O principal fator é a emissão de gases poluentes, como o dióxido de carbono (CO2), que geram o efeito estufa: ajudam a manter o calor na atmosfera, aumentando a temperatura em todo o planeta e alterando correntes marítimas e de ar, o que afeta as chuvas e o próprio desenvolvimento da vida animal e humana em todo o globo.
“Queimamos combustíveis fósseis para gerar energia para a indústria.
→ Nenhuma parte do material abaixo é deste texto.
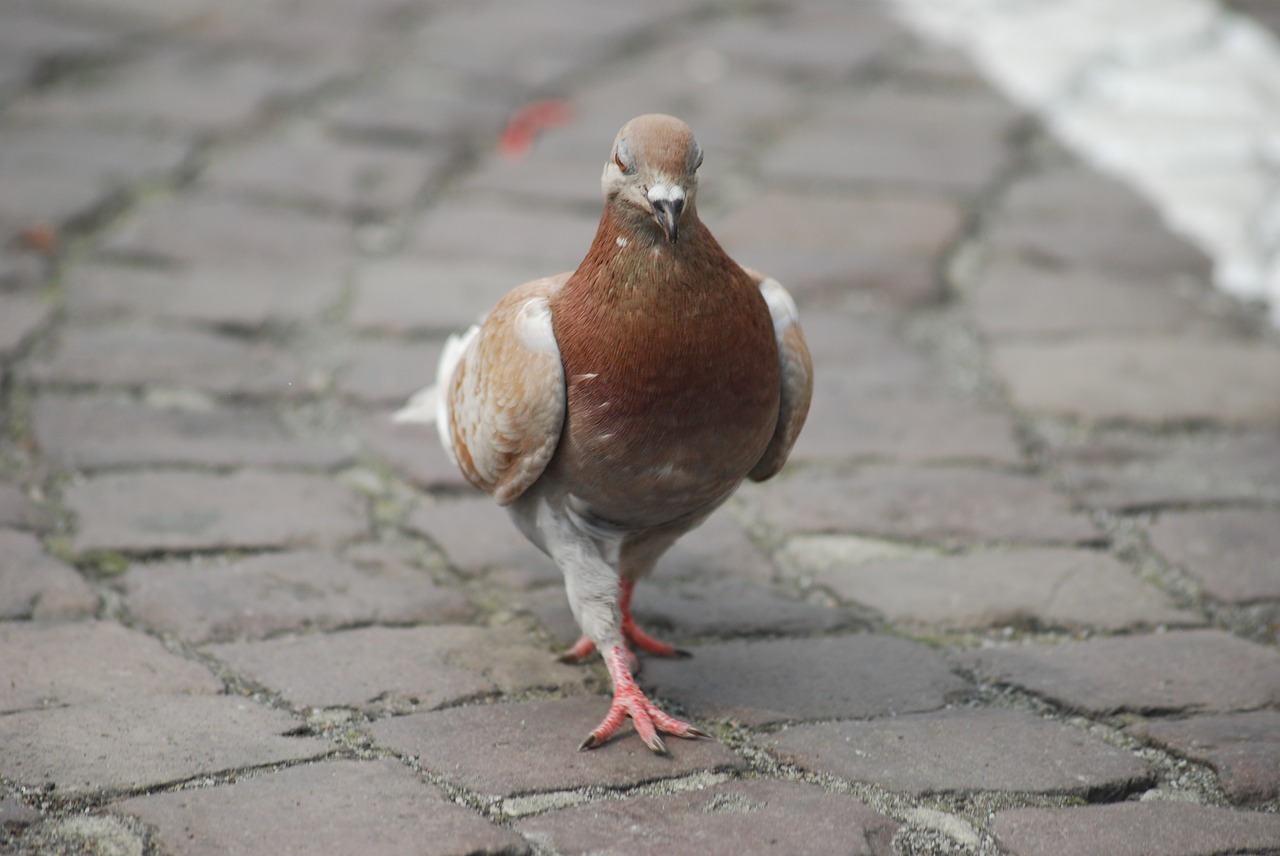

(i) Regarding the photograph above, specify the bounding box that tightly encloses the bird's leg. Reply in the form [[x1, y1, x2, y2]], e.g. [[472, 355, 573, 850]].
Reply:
[[559, 580, 689, 673], [579, 645, 710, 755]]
E a indústria, dentro da globalização neoliberal, não produz para satisfazer as necessidades humanas, produz para reproduzir capital, para ganhar dinheiro”, analisa Antonio Malo Larrea.
Contra o ecologismo que foca a superação dos problemas no individuo, com ações diárias, o ecologista defende o conceito de “capitaloceno”, que considera o sistema capitalista como o centro da atual crise climática global.
“A mudança do clima tem uma dimensão de classe, étnica e de gênero. Para dar uma dimensão de justiça social à mudança climática, a pergunta séria: é justo seguir emitindo gases do efeito estufa e utilizando a energia limitada do planeta para que umas poucas famílias continuem enriquecendo enquanto as grandes maiorias estão empobrecendo?”, questiona.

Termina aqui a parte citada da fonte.